We believe that some of the proficiency tests should be blind. We recognize, however, that the logistics of conducting a convincing blind proficiency test are very difficult. It is likely that laboratory personnel will be astute enough to guess that a sample to be analyzed is in fact a blind test. The most important argument for blind tests, we believe, is that they are a way of keeping a laboratory on its toes. We emphatically believe, however, that blind tests should not be used as a way of estimating the laboratory error rate. The cost in money and time of the number of such tests needed to provide useful numerical data make this out of the question.

Some observers have advocated that the estimated laboratory error rate be combined with match probabilities. We reject this suggestion. Laboratory errors in the past are a poor indicator of the present rate, for past errors often lead to a correction of the faulty procedure or circumstance. We offer a better alternative, namely the opportunity for repeat tests.

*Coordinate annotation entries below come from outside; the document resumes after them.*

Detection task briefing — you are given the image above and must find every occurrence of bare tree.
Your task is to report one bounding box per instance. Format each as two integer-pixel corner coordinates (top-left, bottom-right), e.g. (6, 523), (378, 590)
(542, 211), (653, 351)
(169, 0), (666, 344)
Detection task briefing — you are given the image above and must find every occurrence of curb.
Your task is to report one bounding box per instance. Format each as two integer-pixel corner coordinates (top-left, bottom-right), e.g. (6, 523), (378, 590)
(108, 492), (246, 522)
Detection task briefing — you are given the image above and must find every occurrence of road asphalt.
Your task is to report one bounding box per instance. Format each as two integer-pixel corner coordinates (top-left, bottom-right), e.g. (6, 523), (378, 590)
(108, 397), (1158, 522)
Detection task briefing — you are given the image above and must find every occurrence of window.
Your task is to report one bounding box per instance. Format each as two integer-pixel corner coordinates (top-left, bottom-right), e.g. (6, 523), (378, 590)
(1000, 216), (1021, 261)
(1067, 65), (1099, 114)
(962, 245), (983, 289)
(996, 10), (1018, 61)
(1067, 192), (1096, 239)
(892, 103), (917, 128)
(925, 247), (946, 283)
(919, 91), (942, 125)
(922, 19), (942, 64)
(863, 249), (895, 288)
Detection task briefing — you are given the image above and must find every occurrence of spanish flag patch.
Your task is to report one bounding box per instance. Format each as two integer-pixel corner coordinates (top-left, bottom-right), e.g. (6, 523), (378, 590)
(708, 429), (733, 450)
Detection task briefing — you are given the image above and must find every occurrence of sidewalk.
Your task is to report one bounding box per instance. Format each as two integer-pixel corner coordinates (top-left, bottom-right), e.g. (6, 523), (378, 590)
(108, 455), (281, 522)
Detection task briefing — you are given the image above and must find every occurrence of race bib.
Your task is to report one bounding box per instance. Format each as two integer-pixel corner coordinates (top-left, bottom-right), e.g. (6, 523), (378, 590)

Specifically, our Recommendation 3.3 reads: "Whenever feasible, forensic samples should be divided into two or more parts at the earliest practicable stage and the unused parts retained to permit additional tests. The used and saved portions should be stored and handled separately. Any additional tests should be performed independently of the first by personnel not involved in the first test and preferably in a different laboratory."

In short, the best protection that an innocent suspect has against a false accusation is the opportunity for a duplicate test.

In principle, population samples should be chosen by some kind of random process. This permits the standard statistical methods of analysis. In practice, random samples are impractical, and not necessarily desirable. The requisite machinery to guarantee a random sample is cumbersome at best, and probably unrealistic. And if we want a random sample, what population do we sample from? Do we want a random sample of the whole population? Or would we prefer to sample those in the age group most likely to be involved in crimes? Should it be local or national? Should we restrict the sample to males?

In practice, we rely on convenience samples to provide the database. These data come from paternity testing laboratories, blood banks, hospitals, genetics laboratories, law enforcement staff, and persons charged with crimes. Loci chosen for forensic databases are usually not functional genes. VNTRs, for example, have no phenotype and are probably selectively neutral or very close to it. Loci that are associated with functional genes, such as some STRs, can be tested for randomness. In any case, the markers chosen for forensic use have no overt phenotype and obviously are not the basis for mate choice. Furthermore, there are no consistent differences between data from different sources. We concluded that such convenience samples are entirely appropriate and that, to a satisfactory approximation, can be treated statistically as if they were random.

In our analysis of data from different geographical and ethnic groups, we found the differences to be small, although there are somewhat larger differences between the major races. We find such agreement more convincing than the theoretical arguments against any but random samples. So, in our report, we made full use of convenience samples.

The frequency of any multi-locus profile is usually so small that it is almost never found in any database. One is forced to deal with the zero frequencies in some arbitrary way. But, instead we can use population genetics theory to calculate profile frequencies from the frequencies of the constituent alleles.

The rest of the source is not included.